Le 28.10.2011 44 vues

Les résultats définitifs enfin connus

Après 5 jours d’attente, les résultats définitifs et officiels des élections tunisiennes sont enfin connus. Comme prévu, c’est le parti islamiste Ennahda qui arrive largement en tête avec 41,47% des suffrages. Le CPR est la deuxième formation la plus plébiscitée, avec un score de 13,82%, suivie d’Ettakatol, avec 9,68 %. Les surprises du scrutin, ce sont les 8,76 % réalisés par le parti Al Aridha de l’homme d’affaire Hechmi Haadmi ainsi que les faibles scores du PDP et du PDM, qui obtiennent respectivement 7,83 et 2,3%, le même score qu’El Moubadara. En vertu de ces résultats, Ennahda obtient 90 sièges, le CPR 30, Ettakatol 21, Al Âridha 19 et le PDP 17. Le PDM et El Moubadara obtiennent 5 sièges chacun. Attention cependant, car suite au retrait des listes d’Al Aridha pour irrégularités, ses 19 sièges seront redistribués. Au total, 49 femmes siégeront à l’assemblée, soit ¼ des 217 élus.

Les 217 membres de l’assemblée seront chargés de rédiger une nouvelle constitution, dans un délai d’un an. Mais dans l’immédiat, ils devront d’abord élire un président provisoire, qui désignera un premier ministre chargé de composer un gouvernement jusqu’aux prochaines élections générales. Bien qu’arrivés en tête, les islamistes d’Ennahda ne pourront pas gouverner seuls. Pour dégager une majorité, Rached Ganouchi devra négocier avec au moins deux partis de gauche : Le Congrès Pour la République, du nationaliste Moncef Marzouki, et Ettakatol de Mustapha Ben Jaafar. Ce dernier, qui avait refusé toute alliance avec les islamistes avant le vote, à d’ores et déjà entamé les discussions avec Ennahda en vue de la formation d’un gouvernement d’union nationale, une stratégie partagée par Marzouk. Ben Jaafar s’est également positionné en vue de la future présidence, se disant prêt à assumer les plus hautes responsabilités du pays, alors que Hamadi Jebali, le numéro deux d’Ennahda convoite le poste de premier ministre.
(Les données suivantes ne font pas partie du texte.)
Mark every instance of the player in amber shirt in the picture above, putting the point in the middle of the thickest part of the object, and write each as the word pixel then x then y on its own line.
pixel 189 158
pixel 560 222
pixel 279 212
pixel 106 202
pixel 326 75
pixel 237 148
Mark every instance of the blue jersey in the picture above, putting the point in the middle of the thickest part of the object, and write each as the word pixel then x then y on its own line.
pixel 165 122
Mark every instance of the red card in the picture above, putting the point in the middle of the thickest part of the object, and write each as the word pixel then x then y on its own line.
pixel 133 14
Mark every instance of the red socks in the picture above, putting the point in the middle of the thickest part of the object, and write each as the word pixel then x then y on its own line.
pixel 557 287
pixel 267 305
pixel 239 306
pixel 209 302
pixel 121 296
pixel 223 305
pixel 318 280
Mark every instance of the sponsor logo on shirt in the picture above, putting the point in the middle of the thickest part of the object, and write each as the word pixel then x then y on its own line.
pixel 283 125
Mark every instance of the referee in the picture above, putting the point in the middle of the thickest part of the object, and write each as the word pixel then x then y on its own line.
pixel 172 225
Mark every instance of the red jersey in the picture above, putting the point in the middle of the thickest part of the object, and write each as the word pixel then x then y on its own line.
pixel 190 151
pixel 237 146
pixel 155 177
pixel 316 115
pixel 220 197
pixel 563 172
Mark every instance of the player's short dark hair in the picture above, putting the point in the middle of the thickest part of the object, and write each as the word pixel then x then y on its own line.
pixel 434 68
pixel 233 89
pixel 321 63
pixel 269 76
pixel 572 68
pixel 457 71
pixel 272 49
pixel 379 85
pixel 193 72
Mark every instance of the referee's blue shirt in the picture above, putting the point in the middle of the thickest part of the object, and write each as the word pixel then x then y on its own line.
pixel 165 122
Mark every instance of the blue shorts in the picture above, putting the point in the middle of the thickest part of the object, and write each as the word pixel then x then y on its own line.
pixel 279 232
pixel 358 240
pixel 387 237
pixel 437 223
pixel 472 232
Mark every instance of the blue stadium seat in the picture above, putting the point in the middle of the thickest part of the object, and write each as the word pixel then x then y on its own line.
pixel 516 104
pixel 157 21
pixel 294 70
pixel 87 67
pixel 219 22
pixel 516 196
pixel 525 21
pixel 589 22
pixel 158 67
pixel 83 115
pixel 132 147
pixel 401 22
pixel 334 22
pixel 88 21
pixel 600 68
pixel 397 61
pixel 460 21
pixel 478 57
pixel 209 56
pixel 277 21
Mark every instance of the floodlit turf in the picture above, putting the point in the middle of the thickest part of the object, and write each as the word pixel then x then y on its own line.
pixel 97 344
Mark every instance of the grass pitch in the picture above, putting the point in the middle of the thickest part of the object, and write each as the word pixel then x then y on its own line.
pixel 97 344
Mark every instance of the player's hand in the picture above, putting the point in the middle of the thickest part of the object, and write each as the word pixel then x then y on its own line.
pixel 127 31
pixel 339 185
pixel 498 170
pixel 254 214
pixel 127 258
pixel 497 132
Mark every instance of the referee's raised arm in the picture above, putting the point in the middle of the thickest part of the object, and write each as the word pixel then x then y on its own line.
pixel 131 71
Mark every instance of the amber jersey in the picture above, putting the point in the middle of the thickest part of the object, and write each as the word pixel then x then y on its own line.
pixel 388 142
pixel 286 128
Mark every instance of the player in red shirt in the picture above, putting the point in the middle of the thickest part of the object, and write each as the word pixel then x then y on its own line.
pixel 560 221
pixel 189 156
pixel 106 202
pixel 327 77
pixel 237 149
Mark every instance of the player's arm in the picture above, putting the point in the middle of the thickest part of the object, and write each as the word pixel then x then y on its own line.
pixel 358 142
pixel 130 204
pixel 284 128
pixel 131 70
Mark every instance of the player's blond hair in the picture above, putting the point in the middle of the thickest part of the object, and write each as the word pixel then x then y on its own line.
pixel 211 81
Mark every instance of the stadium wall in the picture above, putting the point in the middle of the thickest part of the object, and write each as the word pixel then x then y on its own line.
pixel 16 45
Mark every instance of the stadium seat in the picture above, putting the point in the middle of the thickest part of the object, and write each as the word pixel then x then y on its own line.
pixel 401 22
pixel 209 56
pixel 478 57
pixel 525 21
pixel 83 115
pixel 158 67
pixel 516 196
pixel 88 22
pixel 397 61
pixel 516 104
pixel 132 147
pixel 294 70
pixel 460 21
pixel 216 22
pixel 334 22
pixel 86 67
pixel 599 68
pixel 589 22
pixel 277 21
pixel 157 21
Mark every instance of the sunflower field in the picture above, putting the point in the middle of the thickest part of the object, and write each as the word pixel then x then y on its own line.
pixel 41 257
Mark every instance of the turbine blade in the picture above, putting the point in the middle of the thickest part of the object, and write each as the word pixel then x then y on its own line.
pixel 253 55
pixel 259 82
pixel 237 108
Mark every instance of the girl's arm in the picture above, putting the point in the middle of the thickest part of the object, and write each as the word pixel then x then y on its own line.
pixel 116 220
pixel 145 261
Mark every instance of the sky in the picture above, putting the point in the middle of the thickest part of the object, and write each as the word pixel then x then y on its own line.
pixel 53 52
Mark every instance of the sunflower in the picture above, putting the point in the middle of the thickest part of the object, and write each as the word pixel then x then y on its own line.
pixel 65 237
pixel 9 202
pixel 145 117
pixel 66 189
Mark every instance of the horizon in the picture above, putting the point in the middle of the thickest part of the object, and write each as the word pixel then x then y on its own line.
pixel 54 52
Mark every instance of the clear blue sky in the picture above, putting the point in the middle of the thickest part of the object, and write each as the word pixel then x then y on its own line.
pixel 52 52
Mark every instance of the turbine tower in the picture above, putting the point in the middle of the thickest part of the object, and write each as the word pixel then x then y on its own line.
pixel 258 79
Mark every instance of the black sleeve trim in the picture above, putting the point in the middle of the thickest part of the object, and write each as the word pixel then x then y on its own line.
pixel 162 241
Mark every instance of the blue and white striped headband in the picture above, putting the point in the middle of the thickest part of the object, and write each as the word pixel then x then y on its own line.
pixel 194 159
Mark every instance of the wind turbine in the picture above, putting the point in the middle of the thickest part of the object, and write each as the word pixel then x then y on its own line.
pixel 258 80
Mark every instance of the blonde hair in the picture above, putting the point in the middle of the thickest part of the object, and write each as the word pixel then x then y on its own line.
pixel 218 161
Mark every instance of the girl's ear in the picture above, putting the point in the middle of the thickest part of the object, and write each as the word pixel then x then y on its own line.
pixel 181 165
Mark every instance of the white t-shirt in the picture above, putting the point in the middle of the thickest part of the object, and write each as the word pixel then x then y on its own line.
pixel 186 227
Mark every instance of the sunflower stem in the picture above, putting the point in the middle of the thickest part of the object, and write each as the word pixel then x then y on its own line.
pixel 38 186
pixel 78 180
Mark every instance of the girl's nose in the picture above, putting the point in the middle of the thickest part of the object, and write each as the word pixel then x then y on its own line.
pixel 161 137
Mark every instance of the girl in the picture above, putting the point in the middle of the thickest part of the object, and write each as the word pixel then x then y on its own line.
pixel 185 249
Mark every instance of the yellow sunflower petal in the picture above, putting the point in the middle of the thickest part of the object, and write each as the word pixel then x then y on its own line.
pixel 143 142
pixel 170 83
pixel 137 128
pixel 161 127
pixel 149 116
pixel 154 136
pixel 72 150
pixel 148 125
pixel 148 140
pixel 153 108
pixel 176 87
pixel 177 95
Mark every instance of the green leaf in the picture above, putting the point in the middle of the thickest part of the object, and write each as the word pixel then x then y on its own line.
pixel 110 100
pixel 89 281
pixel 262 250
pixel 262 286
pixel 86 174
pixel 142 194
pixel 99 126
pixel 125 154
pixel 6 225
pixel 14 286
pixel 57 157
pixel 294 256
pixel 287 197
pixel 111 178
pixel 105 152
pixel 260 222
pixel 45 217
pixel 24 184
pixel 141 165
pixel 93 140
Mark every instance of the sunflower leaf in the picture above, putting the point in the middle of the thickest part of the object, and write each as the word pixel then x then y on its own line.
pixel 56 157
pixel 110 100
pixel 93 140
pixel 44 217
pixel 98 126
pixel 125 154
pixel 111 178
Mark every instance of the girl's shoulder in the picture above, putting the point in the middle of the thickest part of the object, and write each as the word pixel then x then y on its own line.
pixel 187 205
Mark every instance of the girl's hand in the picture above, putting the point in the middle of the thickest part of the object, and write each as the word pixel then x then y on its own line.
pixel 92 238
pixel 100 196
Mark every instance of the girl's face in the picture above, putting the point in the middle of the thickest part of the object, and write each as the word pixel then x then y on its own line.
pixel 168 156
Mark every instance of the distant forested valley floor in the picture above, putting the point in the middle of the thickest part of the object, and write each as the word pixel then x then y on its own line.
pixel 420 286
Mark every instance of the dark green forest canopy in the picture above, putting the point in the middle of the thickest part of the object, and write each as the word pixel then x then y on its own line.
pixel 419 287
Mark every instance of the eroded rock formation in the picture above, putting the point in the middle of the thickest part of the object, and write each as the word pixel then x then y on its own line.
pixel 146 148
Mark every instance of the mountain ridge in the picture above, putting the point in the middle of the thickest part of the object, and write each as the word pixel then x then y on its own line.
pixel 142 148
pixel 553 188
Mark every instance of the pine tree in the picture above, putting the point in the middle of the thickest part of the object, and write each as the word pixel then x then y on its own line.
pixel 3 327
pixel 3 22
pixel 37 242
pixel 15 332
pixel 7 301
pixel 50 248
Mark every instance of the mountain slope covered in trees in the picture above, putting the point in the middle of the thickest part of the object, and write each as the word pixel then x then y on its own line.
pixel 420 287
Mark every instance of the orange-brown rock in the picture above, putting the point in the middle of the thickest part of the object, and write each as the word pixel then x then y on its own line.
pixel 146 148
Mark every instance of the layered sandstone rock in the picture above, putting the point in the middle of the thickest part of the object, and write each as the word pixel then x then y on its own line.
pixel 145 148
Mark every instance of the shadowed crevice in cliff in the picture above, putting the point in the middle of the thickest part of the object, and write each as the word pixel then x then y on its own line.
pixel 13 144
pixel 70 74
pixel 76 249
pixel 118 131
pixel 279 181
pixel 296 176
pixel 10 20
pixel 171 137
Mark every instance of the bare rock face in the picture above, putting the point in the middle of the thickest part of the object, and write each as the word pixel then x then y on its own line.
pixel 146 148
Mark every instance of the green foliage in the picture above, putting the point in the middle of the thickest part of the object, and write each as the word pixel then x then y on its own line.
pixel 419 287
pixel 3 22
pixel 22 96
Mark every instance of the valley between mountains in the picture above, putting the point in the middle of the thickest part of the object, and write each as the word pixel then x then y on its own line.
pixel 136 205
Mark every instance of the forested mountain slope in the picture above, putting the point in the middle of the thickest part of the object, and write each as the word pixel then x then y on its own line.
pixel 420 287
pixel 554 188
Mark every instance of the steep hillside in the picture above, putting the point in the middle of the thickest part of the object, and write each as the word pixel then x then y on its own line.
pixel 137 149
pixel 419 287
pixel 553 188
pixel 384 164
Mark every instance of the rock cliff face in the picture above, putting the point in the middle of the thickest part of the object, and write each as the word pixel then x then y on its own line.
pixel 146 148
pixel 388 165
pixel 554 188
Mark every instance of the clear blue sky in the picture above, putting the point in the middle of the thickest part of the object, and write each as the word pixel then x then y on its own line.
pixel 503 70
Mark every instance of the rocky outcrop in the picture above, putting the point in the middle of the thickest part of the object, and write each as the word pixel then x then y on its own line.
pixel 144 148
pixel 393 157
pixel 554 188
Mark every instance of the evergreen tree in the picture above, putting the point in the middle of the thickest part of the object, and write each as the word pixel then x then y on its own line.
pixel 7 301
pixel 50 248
Pour sa part, Ahmed Brahim, à la tête de la coalition du PDM, a regretté que les différents partis progressistes n’aient pas contracté une alliance en amont des élections. Une alliance, qui, selon lui, aurait conduit à un tout autre résultat lors du scrutin.

Le PDM se positionne donc comme le principal parti d’opposition, aux côté du Parti Démocrate Progressiste emmené par Maya Jribi, qui a reconnu sa défaite dès lundi. Ennahda devra compter avec un contre pouvoir de démocrates laïques et libéraux, une force pas encore structurée mais qui pourrait représenter autour de 25% des sièges de la nouvelle assemblée. Le prochain gouvernement sera confronté à une situation économique très difficile, dans un pays où la croissance habituellement autour de 5-6% est nulle ou négative depuis janvier, et où le désastre de la dernière saison touristique a détruit des emplois et gonflé un taux de chômage estimé aujourd’hui à 19%.